Concernant les cancers, la situation se dégrade, spécifiquement pour les femmes. « La première explication, c’est l’âge. Comme la part des personnes âgées est croissante dans la population, les cancers sont en augmentation, tient à préciser Emmanuel Ricard, délégué à la prévention et promotion des dépistage, de la Ligue contre le cancer. Mais 40% des cancers sont évitables. Les femmes ont adopté les mauvaises habitudes des hommes. Prenons l’exemple du cancer du poumon.
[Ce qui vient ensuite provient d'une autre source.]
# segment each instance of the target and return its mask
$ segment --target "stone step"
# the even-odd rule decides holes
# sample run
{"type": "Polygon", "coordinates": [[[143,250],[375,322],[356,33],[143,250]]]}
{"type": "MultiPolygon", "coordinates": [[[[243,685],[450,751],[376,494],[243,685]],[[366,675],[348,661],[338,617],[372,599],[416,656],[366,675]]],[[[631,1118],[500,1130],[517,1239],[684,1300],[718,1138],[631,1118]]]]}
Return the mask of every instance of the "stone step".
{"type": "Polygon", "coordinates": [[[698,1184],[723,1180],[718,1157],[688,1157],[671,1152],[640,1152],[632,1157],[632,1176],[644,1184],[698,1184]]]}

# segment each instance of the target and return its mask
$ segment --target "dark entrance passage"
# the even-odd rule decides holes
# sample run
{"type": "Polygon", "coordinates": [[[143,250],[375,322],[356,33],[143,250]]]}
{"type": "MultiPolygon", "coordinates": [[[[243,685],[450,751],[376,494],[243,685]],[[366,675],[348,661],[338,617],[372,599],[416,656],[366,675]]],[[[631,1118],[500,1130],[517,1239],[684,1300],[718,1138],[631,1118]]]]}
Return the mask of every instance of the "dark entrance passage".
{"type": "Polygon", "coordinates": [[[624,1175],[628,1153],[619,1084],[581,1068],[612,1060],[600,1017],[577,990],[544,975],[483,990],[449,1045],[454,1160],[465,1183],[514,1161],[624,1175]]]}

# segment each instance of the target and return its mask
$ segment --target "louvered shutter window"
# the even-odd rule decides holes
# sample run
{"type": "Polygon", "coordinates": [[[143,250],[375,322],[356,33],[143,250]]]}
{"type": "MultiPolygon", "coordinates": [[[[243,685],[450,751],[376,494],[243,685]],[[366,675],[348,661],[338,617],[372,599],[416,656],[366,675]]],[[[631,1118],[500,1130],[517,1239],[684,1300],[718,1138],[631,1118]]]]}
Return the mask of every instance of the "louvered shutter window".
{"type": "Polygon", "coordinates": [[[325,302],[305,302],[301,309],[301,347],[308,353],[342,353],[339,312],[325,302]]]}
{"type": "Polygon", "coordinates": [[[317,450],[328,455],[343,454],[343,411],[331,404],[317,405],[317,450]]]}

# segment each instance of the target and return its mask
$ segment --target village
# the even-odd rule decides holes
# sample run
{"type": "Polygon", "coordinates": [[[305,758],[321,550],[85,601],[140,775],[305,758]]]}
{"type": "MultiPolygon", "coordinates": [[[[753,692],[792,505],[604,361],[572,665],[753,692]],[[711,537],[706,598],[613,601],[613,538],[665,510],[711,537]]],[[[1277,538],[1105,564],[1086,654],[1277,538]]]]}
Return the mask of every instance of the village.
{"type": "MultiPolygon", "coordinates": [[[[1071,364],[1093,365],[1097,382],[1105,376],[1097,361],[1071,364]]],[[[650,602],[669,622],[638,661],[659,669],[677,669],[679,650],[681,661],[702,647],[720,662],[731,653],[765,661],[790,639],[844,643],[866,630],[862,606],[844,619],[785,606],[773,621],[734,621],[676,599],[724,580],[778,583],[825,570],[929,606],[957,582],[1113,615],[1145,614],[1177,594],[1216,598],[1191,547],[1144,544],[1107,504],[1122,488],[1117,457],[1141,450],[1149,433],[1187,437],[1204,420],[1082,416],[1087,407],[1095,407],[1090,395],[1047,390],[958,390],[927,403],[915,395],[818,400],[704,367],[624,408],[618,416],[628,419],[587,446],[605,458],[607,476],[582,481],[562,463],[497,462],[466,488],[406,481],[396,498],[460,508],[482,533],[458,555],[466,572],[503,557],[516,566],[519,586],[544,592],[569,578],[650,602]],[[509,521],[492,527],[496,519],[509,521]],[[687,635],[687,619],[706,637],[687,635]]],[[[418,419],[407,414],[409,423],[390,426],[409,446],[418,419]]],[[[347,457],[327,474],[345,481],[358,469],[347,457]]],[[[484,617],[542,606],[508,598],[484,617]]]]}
Alors qu’il est en baisse chez l’homme, il augmente de manière régulière chez la femme, même si le cancer du sein reste le premier cancer de la femme ». Comme pour les maladies cardiovasculaires, le mode de vie pèse grandement. Ainsi, le cancer du poumon est attribuable à 80% au tabac, selon les chiffres l’Institut national de lutte contre le cancer (Inca).

A savoir ! Alcool, tabac et surpoids, facteurs de risque du cancer du sein

Le fait d’être âgée de plus de 50 ans reste le premier facteur de risque de cancer du sein. En revanche, trop de femmes ignorent encore que la consommation d’alcool mais aussi le tabac et le surpoids augmentent ce risque.

4- Violences conjugales : mieux former les professionnels pour mieux les dépister

L’Organisation mondiale de la santé le dit sans détour : « La violence à l’égard des femmes – en particulier la violence au sein du couple et la violence sexuelle – constitue un problème majeur et persistant de santé publique et une violation des droits fondamentaux des femmes ». Qu’elles soient psychologiques, verbales, physiques, sexuelles ou encore économiques, les violences au sein du couple touchent toutes les régions du monde. Plus d’une femme sur cinq (22%) est victime de violences au sein de son couple dans les pays à revenu élevé et en Europe. Et la France n’est pas épargnée. « Ce n’est pas une question de religion, ni de statut social. Cela s’explique par la manière dont les hommes sont élevés, dans cette toute puissance patriarcale », juge le Dr Ghada Hatem-Gantzer, gynécologue, qui a fondé la Maison des femmes de Saint-Denis, en Ile- de-France, une structure d’accueil pluridisciplinaire pour les femmes victimes de violences. La spécialiste fait également partie d’un groupe de travail au sein de la Haute autorité de santé qui œuvre pour mieux former les professionnels de premier recours, sages-femmes, médecins généralistes, paramédicaux… à « dépister » les violences subies par les femmes, en particulier au sein du couple, avec une vigilance accrue dans les situations de vulnérabilité, notamment si la femme est enceinte ou porteuse de handicap.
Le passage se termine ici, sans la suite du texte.